Second is the shortening of time before new ACOs must accept risk from
six years to two. This would deter organizations that lack sufficient
capital reserves or are simply not ready to take on down-side risk from
Third is the aggregate 3 percent limit over five years on recognizing changes
in beneficiaries’ risk scores when calculating the benchmarks. CMS
proposes to extend the MSSP agreement period from three to five years,
and the burden of illness of Medicare beneficiaries can change rapidly
over a five-year time period. While we support the proposed extension
of the agreement period, we are concerned that the cap on recognizing
changes in the clinical risk of attributed beneficiaries creates yet more
financial risk for the ACOs.
A Path Forward
Addressing the three issues described above would be a major step towards
promoting both new entrants and continued ACO participation in the MSSP.
We suggest the following changes. First, continue the current 50 percent
shared savings rate for the entire length of the new BASIC track to ensure
that the model remains financially feasible for new entrants. Second,
allow all new ACOs to remain in a shared savings model without downside
risk for at least three years and allow an additional two years for ACOs
that meet specified savings and quality goals in the initial three years.

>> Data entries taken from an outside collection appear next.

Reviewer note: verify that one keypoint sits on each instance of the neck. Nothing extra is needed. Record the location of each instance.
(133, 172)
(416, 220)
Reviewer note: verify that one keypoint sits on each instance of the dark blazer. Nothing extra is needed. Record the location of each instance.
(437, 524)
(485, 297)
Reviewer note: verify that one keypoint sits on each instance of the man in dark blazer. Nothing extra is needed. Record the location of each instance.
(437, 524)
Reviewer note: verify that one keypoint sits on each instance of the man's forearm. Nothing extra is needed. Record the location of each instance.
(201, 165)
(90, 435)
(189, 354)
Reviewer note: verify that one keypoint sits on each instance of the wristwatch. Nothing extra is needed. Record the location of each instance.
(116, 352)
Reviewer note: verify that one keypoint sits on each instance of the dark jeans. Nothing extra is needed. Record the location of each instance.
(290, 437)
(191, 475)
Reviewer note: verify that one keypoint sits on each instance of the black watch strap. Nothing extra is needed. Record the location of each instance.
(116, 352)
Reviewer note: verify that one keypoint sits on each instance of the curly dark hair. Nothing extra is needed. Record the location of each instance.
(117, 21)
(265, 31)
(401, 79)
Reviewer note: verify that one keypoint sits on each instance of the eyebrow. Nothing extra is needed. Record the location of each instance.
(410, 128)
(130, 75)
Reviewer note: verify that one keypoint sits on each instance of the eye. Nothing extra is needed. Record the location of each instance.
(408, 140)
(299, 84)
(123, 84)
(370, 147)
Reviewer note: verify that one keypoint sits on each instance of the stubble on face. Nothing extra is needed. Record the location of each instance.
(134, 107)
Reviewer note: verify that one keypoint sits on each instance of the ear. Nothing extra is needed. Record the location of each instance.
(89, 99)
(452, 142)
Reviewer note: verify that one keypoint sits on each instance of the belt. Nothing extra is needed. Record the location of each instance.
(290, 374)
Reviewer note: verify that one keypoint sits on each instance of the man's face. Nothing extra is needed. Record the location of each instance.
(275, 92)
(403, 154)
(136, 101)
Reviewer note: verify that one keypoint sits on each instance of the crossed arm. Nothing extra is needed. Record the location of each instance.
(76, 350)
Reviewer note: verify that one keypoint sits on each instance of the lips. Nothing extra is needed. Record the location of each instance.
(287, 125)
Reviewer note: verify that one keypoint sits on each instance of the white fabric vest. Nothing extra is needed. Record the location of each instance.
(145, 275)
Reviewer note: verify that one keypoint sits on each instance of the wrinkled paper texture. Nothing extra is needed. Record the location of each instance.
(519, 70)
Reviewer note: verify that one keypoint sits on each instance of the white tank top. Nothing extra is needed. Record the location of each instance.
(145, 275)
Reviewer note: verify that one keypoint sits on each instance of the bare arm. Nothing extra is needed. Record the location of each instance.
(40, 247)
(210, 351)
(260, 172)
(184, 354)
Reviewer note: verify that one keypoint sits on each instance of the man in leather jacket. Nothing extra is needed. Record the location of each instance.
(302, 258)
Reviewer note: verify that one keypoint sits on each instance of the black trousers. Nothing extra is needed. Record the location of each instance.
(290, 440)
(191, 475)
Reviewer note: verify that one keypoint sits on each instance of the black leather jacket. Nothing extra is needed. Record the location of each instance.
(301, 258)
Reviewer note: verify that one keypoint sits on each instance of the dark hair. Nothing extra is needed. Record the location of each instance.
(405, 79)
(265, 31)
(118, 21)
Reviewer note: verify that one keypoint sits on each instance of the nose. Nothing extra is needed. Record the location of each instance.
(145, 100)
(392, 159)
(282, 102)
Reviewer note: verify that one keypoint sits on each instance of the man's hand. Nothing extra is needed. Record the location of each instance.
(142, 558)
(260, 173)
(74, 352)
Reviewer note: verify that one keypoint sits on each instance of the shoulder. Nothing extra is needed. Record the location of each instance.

Third, allow the beneficiary risk score to vary by up to 5 percent over
the five-year enrollment period.
The study released today by NAACOS as well as earlier studies using similar
methodology by Harvard University and others demonstrate clearly that
the MSSP has generated direct savings to Medicare. Furthermore, the MSSP
has created spillover effects in both fee-for-service Medicare and Medicare
Advantage that likely result in billions in savings. This underscores
the importance of maintaining a robust Medicare ACO program that continues
to grow over time.
We agree with the administration that ACOs need to evolve and take on more
financial risk, but the administration’s own estimates suggest that
rather than growing, the Medicare ACO program would shrink by 20 percent
over the next decade under its proposed rule. That would be a tragedy.
The changes we propose would go a long way towards improving incentives
for growth of Medicare ACOs while achieving the administration’s
goal of a faster movement to risk.
Our nation urgently needs to transform its health care system to deliver
better care at lower cost. Accountable care organizations are the best
chance we’ve got to get there. Let’s invest in policies that
accelerate this movement rather than slow it down.